I e-mailed you yesterday about my wife’s ’99 Hyundai Sonata wheel hub bearing assembly replacement. Thanks for the quick reply. However, I’m still not clear on the whole brake caliper removal. The rear wheel does have ABS disc brakes. So when I remove the caliper, will the brake pads stay attached to the caliper? If they don’t, then would I need to bleed the brakes and attach the pads to the caliper?”
No, you don’t have to worry about bleeding the brakes out. You just remove the callipers with the two bolts holding them on. Then slide the calliper assembly off. The pads will probably fall out, but as long as you don’t step on the brake pedal when the calliper is removed, the calliper piston will stay where it is and you just need to put it all back together again (as in, “Installation is reverse of removal.”) The system only needs bleeding if you open a line up and let air in. It’s a pretty simple job, once you do one side, the other is a breeze.
Dean Stewart’s question:
“My wife’s car is a 2002 Hyundai Santa Fe which has served us well. About three weeks ago she was running the A/C when she pulled into a parking spot, a large amount of “smoke” and hissing started coming from under the hood. She shut off the car, called me, when I asked if it was still smoking, she said it stopped immediately when she shut it off. I told her to look under the car for water, and she said it was dry. I told her to lift the hood and tell me what she saw, and she said it was damp on the side of the engine away from where the A/C is located. I cannot find a spot where “something” was leaking. I hooked up a simple A/C recharge kit to it yesterday, and the compressor is fully running and the level of the refrigerant shows full after only 1/4 can of 134a was added. The A/C is not blowing cold at all. It was nice and cold before this happened. What should I do now. What do you think the issue is??”

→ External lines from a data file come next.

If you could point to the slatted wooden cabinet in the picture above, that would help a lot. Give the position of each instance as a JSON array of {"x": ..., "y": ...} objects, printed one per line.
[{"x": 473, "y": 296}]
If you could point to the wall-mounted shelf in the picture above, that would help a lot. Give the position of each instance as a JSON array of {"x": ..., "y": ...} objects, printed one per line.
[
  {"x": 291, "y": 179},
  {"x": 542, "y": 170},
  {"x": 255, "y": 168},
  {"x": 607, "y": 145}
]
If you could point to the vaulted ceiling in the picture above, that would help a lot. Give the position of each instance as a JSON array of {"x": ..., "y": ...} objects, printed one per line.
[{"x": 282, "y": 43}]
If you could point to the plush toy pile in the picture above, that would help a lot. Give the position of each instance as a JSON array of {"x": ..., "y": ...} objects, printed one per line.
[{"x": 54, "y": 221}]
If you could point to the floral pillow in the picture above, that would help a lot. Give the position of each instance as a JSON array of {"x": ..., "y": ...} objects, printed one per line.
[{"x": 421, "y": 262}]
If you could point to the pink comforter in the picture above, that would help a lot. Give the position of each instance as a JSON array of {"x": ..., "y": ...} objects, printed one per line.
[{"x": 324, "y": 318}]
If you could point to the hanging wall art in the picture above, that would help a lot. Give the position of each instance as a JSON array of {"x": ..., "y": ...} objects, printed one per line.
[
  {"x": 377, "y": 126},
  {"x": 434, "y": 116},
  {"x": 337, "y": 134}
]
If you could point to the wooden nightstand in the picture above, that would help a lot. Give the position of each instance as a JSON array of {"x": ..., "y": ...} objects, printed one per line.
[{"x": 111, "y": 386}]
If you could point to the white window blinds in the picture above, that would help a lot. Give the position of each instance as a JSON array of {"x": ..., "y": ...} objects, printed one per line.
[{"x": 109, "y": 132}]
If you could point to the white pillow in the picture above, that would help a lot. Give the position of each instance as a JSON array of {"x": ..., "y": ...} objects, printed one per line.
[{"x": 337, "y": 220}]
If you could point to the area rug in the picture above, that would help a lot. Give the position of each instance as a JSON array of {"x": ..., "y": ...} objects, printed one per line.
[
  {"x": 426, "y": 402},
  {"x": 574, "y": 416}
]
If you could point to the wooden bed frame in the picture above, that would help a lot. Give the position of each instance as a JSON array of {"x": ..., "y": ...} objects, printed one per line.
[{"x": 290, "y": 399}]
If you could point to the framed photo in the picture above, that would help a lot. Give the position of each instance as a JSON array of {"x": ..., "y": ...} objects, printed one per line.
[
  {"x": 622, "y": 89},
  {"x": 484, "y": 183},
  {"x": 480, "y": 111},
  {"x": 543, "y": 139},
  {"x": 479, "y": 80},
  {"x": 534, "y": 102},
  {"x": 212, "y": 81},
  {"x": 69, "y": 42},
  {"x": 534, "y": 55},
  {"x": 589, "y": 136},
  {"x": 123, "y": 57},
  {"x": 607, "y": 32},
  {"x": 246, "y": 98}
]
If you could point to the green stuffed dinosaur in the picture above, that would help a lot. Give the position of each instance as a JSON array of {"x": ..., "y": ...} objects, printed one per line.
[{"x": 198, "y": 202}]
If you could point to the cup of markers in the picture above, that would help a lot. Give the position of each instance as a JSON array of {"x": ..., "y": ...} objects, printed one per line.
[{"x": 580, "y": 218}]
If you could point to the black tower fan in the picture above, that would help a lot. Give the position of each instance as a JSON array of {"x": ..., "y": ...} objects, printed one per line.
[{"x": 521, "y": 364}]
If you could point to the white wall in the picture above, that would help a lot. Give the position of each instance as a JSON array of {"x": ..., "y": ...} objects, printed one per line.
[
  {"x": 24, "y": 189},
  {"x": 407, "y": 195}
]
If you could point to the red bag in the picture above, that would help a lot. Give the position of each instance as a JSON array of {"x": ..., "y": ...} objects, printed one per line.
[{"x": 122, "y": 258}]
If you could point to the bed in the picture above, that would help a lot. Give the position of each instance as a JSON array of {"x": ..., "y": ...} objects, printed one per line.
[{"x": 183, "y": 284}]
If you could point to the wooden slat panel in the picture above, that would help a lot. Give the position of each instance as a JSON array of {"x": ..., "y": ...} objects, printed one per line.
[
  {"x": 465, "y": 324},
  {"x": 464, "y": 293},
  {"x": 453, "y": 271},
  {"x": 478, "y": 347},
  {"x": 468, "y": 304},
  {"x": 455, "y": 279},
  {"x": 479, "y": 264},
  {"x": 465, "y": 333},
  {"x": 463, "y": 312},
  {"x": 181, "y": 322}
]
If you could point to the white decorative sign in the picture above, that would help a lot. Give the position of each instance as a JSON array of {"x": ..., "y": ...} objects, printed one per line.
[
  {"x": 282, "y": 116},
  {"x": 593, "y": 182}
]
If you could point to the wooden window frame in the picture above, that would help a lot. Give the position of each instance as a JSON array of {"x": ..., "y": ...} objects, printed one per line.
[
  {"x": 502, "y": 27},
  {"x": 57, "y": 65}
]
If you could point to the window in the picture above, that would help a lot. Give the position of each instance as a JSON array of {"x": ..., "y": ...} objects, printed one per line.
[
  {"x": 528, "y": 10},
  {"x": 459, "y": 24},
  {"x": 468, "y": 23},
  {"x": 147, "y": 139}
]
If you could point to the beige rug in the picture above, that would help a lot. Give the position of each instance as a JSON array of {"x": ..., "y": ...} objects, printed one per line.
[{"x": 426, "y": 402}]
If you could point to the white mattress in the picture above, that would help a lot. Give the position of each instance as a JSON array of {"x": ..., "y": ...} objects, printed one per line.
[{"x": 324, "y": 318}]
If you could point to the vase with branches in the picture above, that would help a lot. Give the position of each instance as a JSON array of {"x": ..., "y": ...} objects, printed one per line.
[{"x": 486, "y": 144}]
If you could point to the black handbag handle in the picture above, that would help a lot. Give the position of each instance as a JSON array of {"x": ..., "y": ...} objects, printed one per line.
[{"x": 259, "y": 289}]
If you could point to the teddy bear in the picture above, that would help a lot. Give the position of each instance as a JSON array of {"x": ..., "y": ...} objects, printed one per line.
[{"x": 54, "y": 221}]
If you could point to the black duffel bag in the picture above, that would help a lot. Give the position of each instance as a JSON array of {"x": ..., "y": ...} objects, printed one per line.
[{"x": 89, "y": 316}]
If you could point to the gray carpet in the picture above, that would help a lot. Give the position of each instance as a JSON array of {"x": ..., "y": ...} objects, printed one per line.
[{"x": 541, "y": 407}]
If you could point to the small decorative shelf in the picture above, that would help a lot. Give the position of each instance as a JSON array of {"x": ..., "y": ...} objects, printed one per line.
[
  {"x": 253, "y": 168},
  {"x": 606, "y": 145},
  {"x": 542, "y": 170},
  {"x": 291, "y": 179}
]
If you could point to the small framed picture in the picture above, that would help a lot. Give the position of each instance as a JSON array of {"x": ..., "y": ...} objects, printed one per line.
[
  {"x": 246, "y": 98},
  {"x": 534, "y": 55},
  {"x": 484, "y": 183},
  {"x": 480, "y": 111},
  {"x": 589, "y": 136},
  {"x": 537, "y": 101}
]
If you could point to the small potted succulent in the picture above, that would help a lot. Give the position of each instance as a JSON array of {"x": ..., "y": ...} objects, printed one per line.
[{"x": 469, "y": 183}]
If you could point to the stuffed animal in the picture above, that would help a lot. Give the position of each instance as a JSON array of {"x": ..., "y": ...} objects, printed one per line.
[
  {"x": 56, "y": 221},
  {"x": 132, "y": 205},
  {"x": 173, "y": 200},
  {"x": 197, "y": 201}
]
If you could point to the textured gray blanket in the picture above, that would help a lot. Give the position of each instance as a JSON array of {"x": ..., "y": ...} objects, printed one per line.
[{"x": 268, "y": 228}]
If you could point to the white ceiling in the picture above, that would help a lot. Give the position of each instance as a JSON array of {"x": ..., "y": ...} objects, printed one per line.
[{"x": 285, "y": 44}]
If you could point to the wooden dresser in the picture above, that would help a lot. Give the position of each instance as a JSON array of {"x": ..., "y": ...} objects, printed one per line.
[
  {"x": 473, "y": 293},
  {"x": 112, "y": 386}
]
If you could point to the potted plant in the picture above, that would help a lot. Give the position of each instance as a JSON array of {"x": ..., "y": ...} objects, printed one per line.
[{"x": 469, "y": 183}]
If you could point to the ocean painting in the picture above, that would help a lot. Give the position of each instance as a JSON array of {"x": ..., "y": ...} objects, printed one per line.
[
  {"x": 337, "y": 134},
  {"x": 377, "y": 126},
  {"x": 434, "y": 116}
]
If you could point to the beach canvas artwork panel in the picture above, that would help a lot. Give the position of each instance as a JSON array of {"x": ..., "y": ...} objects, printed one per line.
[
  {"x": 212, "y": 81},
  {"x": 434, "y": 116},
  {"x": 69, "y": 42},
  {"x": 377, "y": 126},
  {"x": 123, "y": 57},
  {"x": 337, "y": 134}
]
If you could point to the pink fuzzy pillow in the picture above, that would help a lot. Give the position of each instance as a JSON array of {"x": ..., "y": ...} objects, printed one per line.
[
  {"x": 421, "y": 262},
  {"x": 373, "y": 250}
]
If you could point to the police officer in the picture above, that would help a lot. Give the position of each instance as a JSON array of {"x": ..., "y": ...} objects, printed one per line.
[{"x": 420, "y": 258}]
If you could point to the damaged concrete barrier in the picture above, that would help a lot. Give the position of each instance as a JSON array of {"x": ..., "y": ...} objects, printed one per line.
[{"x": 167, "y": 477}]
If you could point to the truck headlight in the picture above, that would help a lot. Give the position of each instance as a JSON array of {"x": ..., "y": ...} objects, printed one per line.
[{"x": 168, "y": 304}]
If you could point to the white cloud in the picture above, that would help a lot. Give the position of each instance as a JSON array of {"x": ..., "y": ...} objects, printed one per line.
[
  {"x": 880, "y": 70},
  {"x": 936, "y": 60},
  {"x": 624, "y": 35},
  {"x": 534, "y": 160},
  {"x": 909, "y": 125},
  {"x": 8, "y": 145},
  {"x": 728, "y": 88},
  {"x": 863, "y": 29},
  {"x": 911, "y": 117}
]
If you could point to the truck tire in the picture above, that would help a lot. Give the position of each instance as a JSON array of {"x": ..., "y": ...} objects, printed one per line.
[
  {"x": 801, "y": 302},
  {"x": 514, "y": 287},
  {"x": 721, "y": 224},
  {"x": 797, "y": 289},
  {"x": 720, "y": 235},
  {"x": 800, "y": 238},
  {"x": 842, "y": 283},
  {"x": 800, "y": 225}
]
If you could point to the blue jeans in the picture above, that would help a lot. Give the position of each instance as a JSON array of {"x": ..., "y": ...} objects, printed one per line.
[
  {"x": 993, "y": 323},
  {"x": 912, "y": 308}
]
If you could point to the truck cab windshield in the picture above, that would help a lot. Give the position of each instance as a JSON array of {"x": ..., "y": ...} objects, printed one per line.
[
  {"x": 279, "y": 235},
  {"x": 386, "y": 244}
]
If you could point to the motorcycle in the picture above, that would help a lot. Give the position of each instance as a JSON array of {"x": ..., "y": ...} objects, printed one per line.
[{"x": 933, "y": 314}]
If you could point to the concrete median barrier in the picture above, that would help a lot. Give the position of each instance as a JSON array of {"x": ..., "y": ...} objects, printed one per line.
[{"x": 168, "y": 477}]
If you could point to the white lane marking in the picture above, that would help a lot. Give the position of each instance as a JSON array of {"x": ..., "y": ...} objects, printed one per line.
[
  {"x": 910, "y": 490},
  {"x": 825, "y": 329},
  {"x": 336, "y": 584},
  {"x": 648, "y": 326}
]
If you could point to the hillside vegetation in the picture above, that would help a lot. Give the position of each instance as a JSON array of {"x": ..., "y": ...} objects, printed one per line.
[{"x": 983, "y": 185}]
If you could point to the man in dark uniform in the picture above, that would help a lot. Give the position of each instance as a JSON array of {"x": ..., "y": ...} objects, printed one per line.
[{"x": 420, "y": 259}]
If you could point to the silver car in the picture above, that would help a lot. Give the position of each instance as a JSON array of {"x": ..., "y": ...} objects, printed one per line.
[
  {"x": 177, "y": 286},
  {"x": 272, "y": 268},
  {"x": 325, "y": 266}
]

Something definitely blew in the AC system, the hissing was the refrigerant leaking and the “smoke” was it evaporating into the atmosphere. Putting on one of those little cans is not an accurate way of measuring the refrigerant level (I assume the can tap had some sort of cheaper AC pressure gauge device built into it. You can only check AC pressures with accurate AC gauges hooked up to both the high side and the low side and see what both pressures are when both idling and runnning at say 2000 rpm or so. From where I’m sitting, I’d guess an AC hose or an ac seal blew in the area that was damp. So check that area closely, or inject some AC leak dye into the system and the dye will come out of the leaking area.
“One of my friends insist on buying a hyundai (accent). I know they are not that great but what specifically is bad about hyundai’s? I want to hear it from a real mechanic.”
Well, their parts supply isn’t great and replacement parts are generally VERY expensive due to this. And, they just don’t hold up like a Toyota or a Honda in the long run. I personally don’t like working on them for that reason–I can be waiting days for parts that cost a lot,and often have no alternative place to find the parts. I’ve had customers who always bought Toyotas or Hondas, then they got a hyundai and were not happy. They all went back to Toyota and Honda the next car they purchased. That just about says it all. I’ve been working on cars the last forty plus years, so you might say I’ve seen just about everything.